SIAM Journal on Mathematical Analysis, Volume 56, Issue 4, Page 4928-4969, August 2024.
Abstract. This work investigates the well-posedness and optimal control of a sixth-order Cahn–Hilliard equation, a higher-order variant of the celebrated and well-established Cahn–Hilliard equation. The equation is endowed with a source term, where the control variable enters as a distributed mass regulator. The inclusion of additional spatial derivatives in the sixth-order formulation enables the model to capture curvature effects, leading to a more accurate depiction of isothermal phase separation dynamics in complex materials systems. We provide a well-posedness result for the aforementioned system when the corresponding nonlinearity of double-well shape is regular and then analyze a corresponding optimal control problem. For the latter, existence of optimal controls is established, and the first-order necessary optimality conditions are characterized via a suitable variational inequality. These results aim at contributing to improving the understanding of the mathematical properties and control aspects of the sixth-order Cahn–Hilliard equation, offering potential applications in the design and optimization of materials with tailored microstructures and properties.

查看原文本刊更多论文

图案形成中的曲率效应：六阶卡恩-希利亚德方程的拟合与优化控制

SIAM 数学分析期刊》，第 56 卷第 4 期，第 4928-4969 页，2024 年 8 月。摘要本研究探讨了六阶 Cahn-Hilliard 方程的良好求解性和最优控制，该方程是著名且成熟的 Cahn-Hilliard 方程的高阶变体。该方程带有一个源项，控制变量以分布式质量调节器的形式进入。在六阶公式中加入额外的空间导数，使模型能够捕捉曲率效应，从而更准确地描述复杂材料系统中的等温相分离动力学。当相应的双井形状非线性有规律时，我们给出了上述系统的好求结果，然后分析了相应的最优控制问题。对于后者，我们建立了最优控制的存在性，并通过适当的变分不等式描述了一阶必要最优条件。这些结果旨在加深对六阶 Cahn-Hilliard 方程的数学特性和控制方面的理解，为设计和优化具有定制微结构和特性的材料提供潜在应用。
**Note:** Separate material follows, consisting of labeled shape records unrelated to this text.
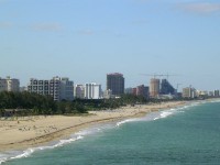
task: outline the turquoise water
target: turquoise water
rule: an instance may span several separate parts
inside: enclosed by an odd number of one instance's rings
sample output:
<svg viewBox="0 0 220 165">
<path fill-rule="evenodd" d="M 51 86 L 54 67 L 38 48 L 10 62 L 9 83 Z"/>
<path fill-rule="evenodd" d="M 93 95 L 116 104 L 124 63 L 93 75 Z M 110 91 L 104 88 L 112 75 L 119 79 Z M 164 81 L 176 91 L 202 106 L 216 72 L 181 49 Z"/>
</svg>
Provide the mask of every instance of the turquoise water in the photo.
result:
<svg viewBox="0 0 220 165">
<path fill-rule="evenodd" d="M 220 164 L 220 102 L 96 125 L 70 140 L 7 154 L 13 158 L 8 157 L 6 165 Z"/>
</svg>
本文章由计算机程序翻译，如有差异，请以英文原文为准。

求助全文

约1分钟内获得全文求助全文

来源期刊

SIAM Journal on Mathematical Analysis 数学-应用数学

CiteScore

3.30

自引率

5.00%

发文量

175

审稿时长

12 months

期刊介绍： SIAM Journal on Mathematical Analysis (SIMA) features research articles of the highest quality employing innovative analytical techniques to treat problems in the natural sciences. Every paper has content that is primarily analytical and that employs mathematical methods in such areas as partial differential equations, the calculus of variations, functional analysis, approximation theory, harmonic or wavelet analysis, or dynamical systems. Additionally, every paper relates to a model for natural phenomena in such areas as fluid mechanics, materials science, quantum mechanics, biology, mathematical physics, or to the computational analysis of such phenomena. Submission of a manuscript to a SIAM journal is representation by the author that the manuscript has not been published or submitted simultaneously for publication elsewhere. Typical papers for SIMA do not exceed 35 journal pages. Substantial deviations from this page limit require that the referees, editor, and editor-in-chief be convinced that the increased length is both required by the subject matter and justified by the quality of the paper.